The court was hearing a batch of petitions seeking its directions for curbing violence by cow vigilantes.
“Whoever they are, they can’t take the law into their hands. These kinds of incidents cannot occur. It can’t be accepted in the remotest sense,” said the CJI. He said “it was the obligation of the states to ensure that such incidents do not occur”, and hence an elaborate judgement was necessary. “The states shall be held responsible,” he said.
Appearing for one of the petitioners, advocate Indira Jaising said the violent incidents of cow vigilantism “go beyond crime and law and order problems” and “there is a pattern to it”.
“We shall not confine these incidents to any particular motive. This is mob violence, which is a crime. The Centre should frame a scheme under Article 257 (Control of the Union over States in certain cases) of Constitution,” said the CJI. “There have to be preventive measures,” he said.
Additional Solicitor General P S Narasimha said it was “unnecessary” to frame any new statute as there are already provisions.
Jaising said though the court had already ordered highway patrolling and appointment of nodal officers to prevent such crimes, they continued to occur near highways. Some liability has to be fixed on the Centre too, she said.

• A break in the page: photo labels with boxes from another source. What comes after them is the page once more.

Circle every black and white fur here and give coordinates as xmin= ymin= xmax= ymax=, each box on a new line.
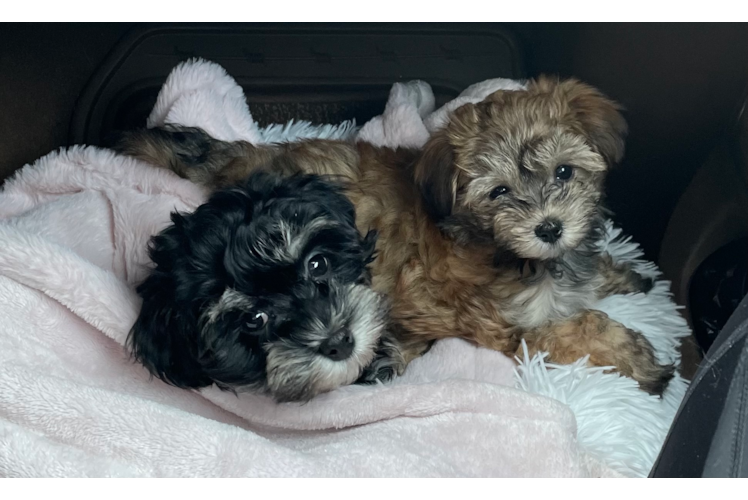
xmin=128 ymin=172 xmax=404 ymax=401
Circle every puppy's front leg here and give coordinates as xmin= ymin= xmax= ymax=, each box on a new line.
xmin=113 ymin=125 xmax=278 ymax=189
xmin=517 ymin=310 xmax=674 ymax=395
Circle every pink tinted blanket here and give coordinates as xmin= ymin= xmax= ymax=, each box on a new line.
xmin=0 ymin=58 xmax=618 ymax=478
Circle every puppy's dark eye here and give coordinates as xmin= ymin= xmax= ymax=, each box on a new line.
xmin=556 ymin=165 xmax=574 ymax=181
xmin=307 ymin=254 xmax=330 ymax=278
xmin=488 ymin=186 xmax=509 ymax=200
xmin=246 ymin=312 xmax=268 ymax=332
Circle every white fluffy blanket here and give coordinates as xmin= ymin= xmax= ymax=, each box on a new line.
xmin=0 ymin=61 xmax=688 ymax=477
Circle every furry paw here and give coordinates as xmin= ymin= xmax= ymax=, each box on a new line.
xmin=637 ymin=364 xmax=675 ymax=397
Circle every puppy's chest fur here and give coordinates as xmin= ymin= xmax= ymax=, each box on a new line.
xmin=498 ymin=261 xmax=603 ymax=328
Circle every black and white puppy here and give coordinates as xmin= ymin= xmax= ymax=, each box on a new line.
xmin=128 ymin=172 xmax=404 ymax=401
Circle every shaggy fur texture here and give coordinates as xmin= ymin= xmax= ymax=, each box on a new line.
xmin=128 ymin=172 xmax=404 ymax=401
xmin=118 ymin=78 xmax=672 ymax=394
xmin=415 ymin=77 xmax=673 ymax=393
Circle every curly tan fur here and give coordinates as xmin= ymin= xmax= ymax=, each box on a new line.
xmin=114 ymin=76 xmax=671 ymax=393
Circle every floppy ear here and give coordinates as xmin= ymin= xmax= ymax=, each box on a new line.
xmin=413 ymin=131 xmax=458 ymax=221
xmin=533 ymin=77 xmax=628 ymax=166
xmin=127 ymin=213 xmax=212 ymax=388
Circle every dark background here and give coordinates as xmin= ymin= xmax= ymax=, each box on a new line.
xmin=0 ymin=23 xmax=748 ymax=266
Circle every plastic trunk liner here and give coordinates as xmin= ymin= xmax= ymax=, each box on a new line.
xmin=70 ymin=23 xmax=524 ymax=144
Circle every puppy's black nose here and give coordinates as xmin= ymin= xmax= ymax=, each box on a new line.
xmin=535 ymin=220 xmax=564 ymax=243
xmin=319 ymin=329 xmax=356 ymax=361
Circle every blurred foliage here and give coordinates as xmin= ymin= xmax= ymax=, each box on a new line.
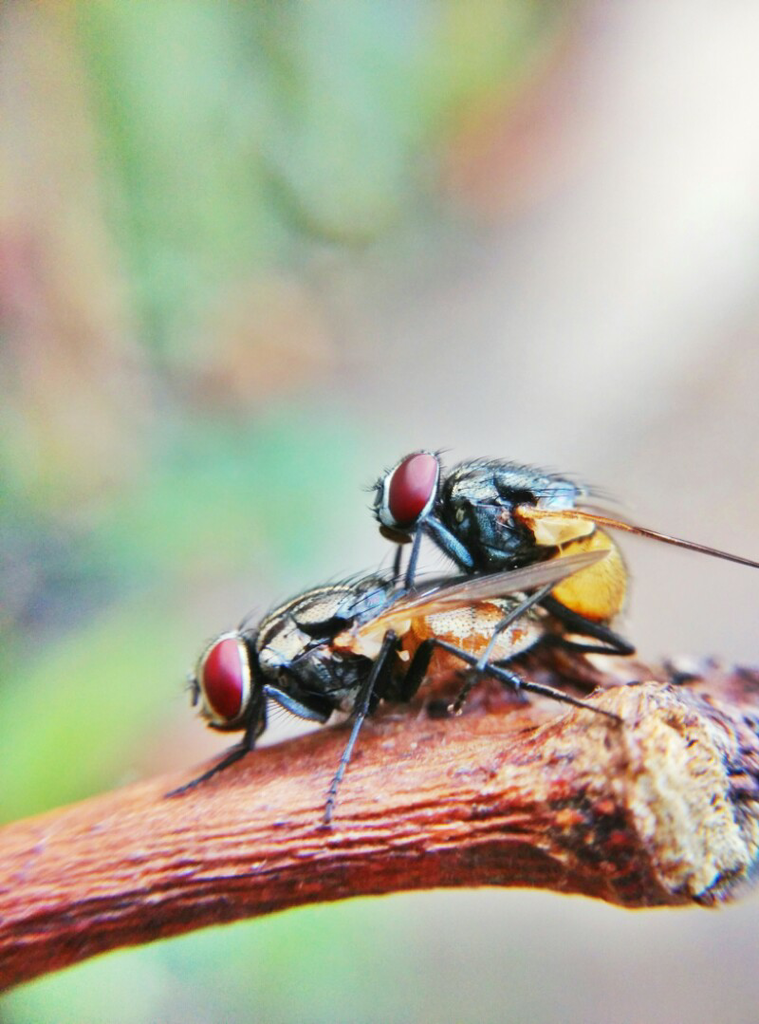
xmin=0 ymin=0 xmax=574 ymax=1021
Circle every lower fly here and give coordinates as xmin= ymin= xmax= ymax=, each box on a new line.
xmin=175 ymin=552 xmax=619 ymax=824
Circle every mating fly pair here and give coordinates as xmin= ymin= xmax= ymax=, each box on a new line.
xmin=176 ymin=452 xmax=759 ymax=822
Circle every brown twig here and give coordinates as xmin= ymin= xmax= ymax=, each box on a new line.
xmin=0 ymin=667 xmax=759 ymax=985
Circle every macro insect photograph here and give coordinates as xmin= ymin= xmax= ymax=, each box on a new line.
xmin=0 ymin=0 xmax=759 ymax=1024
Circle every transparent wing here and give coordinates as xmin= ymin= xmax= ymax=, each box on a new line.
xmin=359 ymin=551 xmax=607 ymax=633
xmin=514 ymin=505 xmax=759 ymax=569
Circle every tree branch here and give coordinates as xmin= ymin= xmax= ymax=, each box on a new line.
xmin=0 ymin=658 xmax=759 ymax=985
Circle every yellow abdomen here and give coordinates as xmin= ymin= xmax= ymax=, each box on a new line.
xmin=551 ymin=529 xmax=627 ymax=623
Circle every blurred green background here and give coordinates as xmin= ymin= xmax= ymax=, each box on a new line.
xmin=0 ymin=0 xmax=759 ymax=1024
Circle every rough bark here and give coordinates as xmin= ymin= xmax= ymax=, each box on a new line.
xmin=0 ymin=659 xmax=759 ymax=985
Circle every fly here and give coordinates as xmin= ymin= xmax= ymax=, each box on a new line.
xmin=170 ymin=552 xmax=619 ymax=824
xmin=374 ymin=452 xmax=759 ymax=654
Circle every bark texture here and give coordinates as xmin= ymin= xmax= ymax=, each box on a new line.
xmin=0 ymin=658 xmax=759 ymax=986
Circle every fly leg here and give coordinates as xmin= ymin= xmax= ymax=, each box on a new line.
xmin=323 ymin=630 xmax=397 ymax=825
xmin=407 ymin=637 xmax=622 ymax=723
xmin=452 ymin=583 xmax=555 ymax=715
xmin=542 ymin=596 xmax=635 ymax=656
xmin=166 ymin=700 xmax=266 ymax=797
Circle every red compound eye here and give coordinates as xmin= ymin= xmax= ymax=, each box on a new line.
xmin=199 ymin=636 xmax=248 ymax=722
xmin=387 ymin=452 xmax=440 ymax=526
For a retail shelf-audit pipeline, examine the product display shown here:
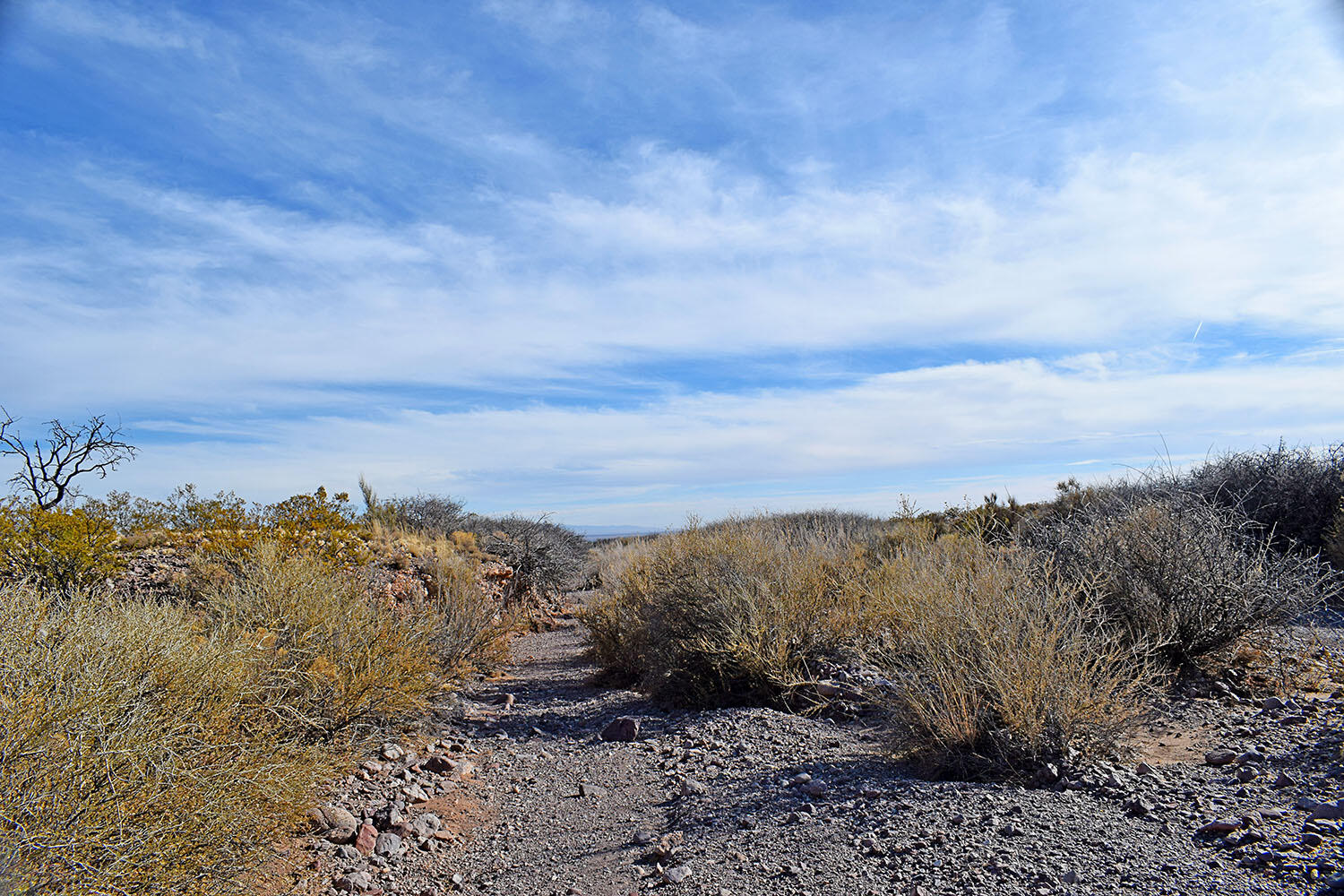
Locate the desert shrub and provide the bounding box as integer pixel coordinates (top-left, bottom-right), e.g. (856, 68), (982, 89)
(0, 543), (499, 895)
(1324, 501), (1344, 573)
(851, 536), (1152, 770)
(1179, 441), (1344, 552)
(359, 476), (470, 536)
(0, 503), (123, 592)
(429, 549), (513, 673)
(1024, 484), (1335, 664)
(259, 487), (368, 564)
(206, 541), (441, 740)
(583, 517), (862, 704)
(389, 495), (468, 535)
(0, 584), (332, 895)
(473, 516), (588, 605)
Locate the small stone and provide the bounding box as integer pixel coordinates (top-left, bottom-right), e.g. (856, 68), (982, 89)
(319, 806), (359, 844)
(336, 871), (374, 893)
(682, 778), (710, 797)
(1306, 799), (1344, 821)
(601, 716), (640, 743)
(374, 831), (402, 858)
(410, 812), (444, 840)
(424, 756), (457, 775)
(374, 804), (405, 831)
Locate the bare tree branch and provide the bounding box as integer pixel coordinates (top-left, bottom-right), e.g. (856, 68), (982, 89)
(0, 406), (140, 511)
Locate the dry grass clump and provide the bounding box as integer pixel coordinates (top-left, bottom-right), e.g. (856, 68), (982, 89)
(585, 517), (1155, 769)
(585, 517), (857, 704)
(0, 543), (505, 893)
(855, 536), (1153, 770)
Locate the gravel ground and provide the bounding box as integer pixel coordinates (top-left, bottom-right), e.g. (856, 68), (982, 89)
(308, 624), (1344, 896)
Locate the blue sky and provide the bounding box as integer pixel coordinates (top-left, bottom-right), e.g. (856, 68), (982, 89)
(0, 0), (1344, 527)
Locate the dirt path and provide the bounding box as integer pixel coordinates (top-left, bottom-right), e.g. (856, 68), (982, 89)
(307, 625), (1344, 896)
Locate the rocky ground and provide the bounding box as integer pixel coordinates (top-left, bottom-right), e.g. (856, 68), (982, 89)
(295, 621), (1344, 896)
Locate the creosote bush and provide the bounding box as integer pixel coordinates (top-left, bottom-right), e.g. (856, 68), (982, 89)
(1024, 487), (1336, 665)
(0, 541), (499, 895)
(473, 516), (588, 606)
(1177, 441), (1344, 552)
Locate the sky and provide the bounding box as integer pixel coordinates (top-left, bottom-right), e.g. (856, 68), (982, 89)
(0, 0), (1344, 528)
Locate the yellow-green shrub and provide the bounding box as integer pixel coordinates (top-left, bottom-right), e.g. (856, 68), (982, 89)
(0, 543), (500, 895)
(0, 503), (123, 592)
(0, 584), (325, 895)
(261, 487), (368, 564)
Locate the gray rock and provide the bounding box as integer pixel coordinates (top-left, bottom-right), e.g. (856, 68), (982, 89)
(682, 778), (710, 797)
(374, 831), (402, 858)
(319, 806), (359, 844)
(410, 812), (444, 840)
(663, 866), (691, 884)
(601, 716), (640, 743)
(374, 804), (405, 831)
(336, 871), (374, 893)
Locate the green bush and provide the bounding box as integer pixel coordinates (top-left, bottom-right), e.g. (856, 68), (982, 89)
(0, 503), (124, 592)
(0, 541), (503, 896)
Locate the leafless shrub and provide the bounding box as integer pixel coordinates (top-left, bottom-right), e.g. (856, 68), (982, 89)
(1177, 441), (1344, 552)
(472, 516), (589, 606)
(1024, 484), (1338, 664)
(0, 407), (140, 511)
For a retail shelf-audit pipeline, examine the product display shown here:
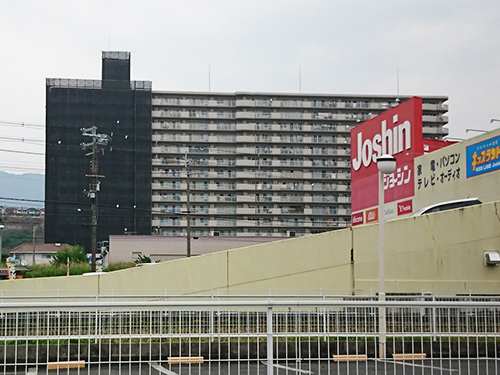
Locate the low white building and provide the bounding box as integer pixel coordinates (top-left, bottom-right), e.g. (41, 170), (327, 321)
(10, 243), (72, 266)
(106, 235), (280, 264)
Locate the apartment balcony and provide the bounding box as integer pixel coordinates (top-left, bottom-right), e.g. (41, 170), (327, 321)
(422, 114), (448, 123)
(422, 103), (448, 112)
(422, 126), (449, 137)
(236, 207), (255, 215)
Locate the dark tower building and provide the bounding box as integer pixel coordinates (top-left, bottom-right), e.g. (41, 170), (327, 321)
(45, 52), (152, 252)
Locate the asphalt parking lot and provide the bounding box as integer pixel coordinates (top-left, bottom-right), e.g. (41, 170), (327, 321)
(22, 359), (500, 375)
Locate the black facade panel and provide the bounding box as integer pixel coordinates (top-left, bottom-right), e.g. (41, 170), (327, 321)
(45, 52), (151, 252)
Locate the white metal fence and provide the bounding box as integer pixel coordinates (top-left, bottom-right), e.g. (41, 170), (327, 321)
(0, 296), (500, 374)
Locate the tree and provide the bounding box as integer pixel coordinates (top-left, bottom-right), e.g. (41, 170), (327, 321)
(51, 245), (88, 266)
(2, 230), (33, 251)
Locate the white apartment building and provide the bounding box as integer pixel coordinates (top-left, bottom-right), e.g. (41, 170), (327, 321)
(152, 91), (448, 237)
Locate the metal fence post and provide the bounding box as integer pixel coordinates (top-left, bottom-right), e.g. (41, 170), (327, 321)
(267, 301), (273, 375)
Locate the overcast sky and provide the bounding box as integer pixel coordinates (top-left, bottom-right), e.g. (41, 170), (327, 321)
(0, 0), (500, 173)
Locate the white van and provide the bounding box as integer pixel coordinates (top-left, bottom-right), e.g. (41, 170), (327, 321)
(410, 198), (482, 217)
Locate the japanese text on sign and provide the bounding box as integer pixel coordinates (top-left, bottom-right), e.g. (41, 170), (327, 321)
(467, 137), (500, 177)
(417, 153), (460, 189)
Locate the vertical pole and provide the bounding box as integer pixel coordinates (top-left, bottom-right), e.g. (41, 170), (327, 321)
(32, 225), (36, 266)
(378, 172), (386, 359)
(185, 152), (191, 258)
(90, 139), (99, 272)
(266, 306), (273, 375)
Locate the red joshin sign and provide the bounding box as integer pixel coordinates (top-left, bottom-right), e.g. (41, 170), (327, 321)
(351, 97), (423, 214)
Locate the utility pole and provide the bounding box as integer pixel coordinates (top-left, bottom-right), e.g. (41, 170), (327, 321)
(184, 151), (191, 258)
(80, 126), (111, 272)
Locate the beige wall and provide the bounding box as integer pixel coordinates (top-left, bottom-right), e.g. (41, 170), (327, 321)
(0, 202), (500, 296)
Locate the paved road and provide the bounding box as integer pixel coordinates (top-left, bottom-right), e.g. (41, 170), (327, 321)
(21, 359), (500, 375)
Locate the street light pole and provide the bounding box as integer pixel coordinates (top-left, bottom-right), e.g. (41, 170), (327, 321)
(0, 220), (5, 260)
(377, 154), (396, 359)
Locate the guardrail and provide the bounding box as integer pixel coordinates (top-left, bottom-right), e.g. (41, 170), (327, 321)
(0, 296), (500, 374)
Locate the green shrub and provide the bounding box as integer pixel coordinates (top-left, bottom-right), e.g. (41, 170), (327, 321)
(51, 245), (88, 267)
(24, 261), (90, 279)
(104, 262), (135, 272)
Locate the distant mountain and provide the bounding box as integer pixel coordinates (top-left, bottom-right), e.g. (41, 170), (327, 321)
(0, 171), (45, 208)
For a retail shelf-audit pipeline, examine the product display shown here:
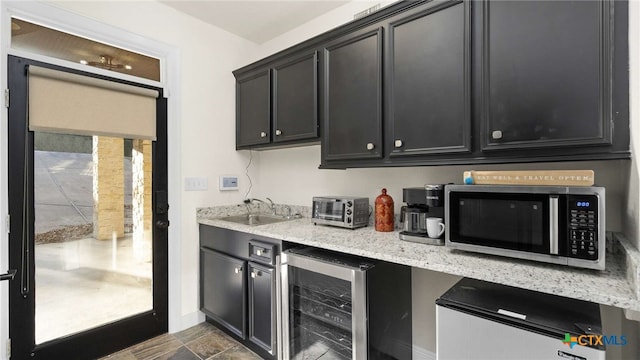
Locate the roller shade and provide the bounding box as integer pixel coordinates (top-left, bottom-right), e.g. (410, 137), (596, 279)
(29, 66), (158, 140)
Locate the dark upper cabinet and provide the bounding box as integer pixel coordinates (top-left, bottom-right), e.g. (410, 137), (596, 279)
(481, 1), (613, 151)
(234, 50), (319, 149)
(322, 27), (383, 161)
(236, 69), (271, 149)
(234, 0), (630, 168)
(272, 51), (319, 142)
(385, 2), (471, 158)
(200, 249), (247, 338)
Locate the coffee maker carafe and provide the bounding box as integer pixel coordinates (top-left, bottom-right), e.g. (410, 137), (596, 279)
(400, 185), (444, 245)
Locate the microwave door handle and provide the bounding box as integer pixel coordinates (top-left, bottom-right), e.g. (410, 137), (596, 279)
(549, 196), (558, 255)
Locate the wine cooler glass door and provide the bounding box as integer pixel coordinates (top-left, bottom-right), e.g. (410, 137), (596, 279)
(282, 254), (367, 360)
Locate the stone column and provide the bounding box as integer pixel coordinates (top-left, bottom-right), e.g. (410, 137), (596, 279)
(131, 140), (153, 242)
(93, 136), (124, 240)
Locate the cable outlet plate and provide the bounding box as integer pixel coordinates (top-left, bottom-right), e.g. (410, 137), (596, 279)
(219, 175), (238, 191)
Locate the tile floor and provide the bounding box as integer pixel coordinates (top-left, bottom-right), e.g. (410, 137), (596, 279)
(101, 322), (260, 360)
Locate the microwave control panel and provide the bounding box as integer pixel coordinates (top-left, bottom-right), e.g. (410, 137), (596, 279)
(567, 195), (598, 260)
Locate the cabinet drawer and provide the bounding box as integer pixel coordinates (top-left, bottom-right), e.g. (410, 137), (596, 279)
(249, 240), (277, 265)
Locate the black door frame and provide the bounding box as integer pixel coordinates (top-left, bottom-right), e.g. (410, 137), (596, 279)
(7, 55), (168, 360)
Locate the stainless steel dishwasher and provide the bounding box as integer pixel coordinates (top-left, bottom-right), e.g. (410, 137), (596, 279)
(278, 248), (411, 360)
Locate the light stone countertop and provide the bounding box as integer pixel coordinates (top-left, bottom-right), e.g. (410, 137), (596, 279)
(197, 206), (640, 311)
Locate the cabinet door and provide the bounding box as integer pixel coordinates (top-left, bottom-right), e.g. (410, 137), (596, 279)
(272, 51), (318, 142)
(386, 2), (471, 157)
(482, 1), (613, 150)
(200, 248), (247, 339)
(236, 69), (271, 149)
(249, 263), (276, 355)
(322, 28), (382, 160)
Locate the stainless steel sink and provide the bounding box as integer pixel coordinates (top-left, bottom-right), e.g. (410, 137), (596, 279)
(218, 214), (292, 226)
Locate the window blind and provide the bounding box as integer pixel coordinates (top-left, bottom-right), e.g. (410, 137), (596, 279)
(28, 66), (158, 140)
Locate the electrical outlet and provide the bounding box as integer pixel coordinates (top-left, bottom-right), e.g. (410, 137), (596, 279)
(184, 177), (209, 191)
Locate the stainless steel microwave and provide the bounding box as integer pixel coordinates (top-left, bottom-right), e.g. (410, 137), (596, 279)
(311, 196), (369, 229)
(445, 185), (606, 270)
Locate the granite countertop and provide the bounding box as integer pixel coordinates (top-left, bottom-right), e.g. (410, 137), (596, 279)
(197, 206), (640, 311)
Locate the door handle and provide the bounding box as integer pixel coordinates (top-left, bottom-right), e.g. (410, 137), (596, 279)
(156, 220), (169, 229)
(0, 269), (18, 281)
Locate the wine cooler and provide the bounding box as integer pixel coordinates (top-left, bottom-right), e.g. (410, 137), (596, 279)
(279, 248), (411, 360)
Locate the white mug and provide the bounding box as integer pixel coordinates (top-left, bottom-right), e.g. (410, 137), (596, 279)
(427, 218), (444, 239)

Narasimha said the Centre was aware of its responsibility and had taken steps to deal with it. He said the main concern was maintaining law and order, and submitted that the Centre had already issued advisories to the states.
But Jaising said it was not enough to issue advisories, and it should also ensure that the advisories are implemented. She said it involved targeted violence against vulnerable sections.
Reserving its order, the court said it would pass a detailed judgement, and allowed the parties to file their written submissions in three days.
On September 6 last year, the apex court had asked all the states to take stern measures to stop violence in the name of cow protection, including appointing senior police officers as nodal officers in every district within a week and acting promptly to check cow vigilantes from behaving like they are a “law unto themselves”.
The apex court had sought responses from Rajasthan, Haryana and Uttar Pradesh governments on a plea seeking contempt action against them for not following its order.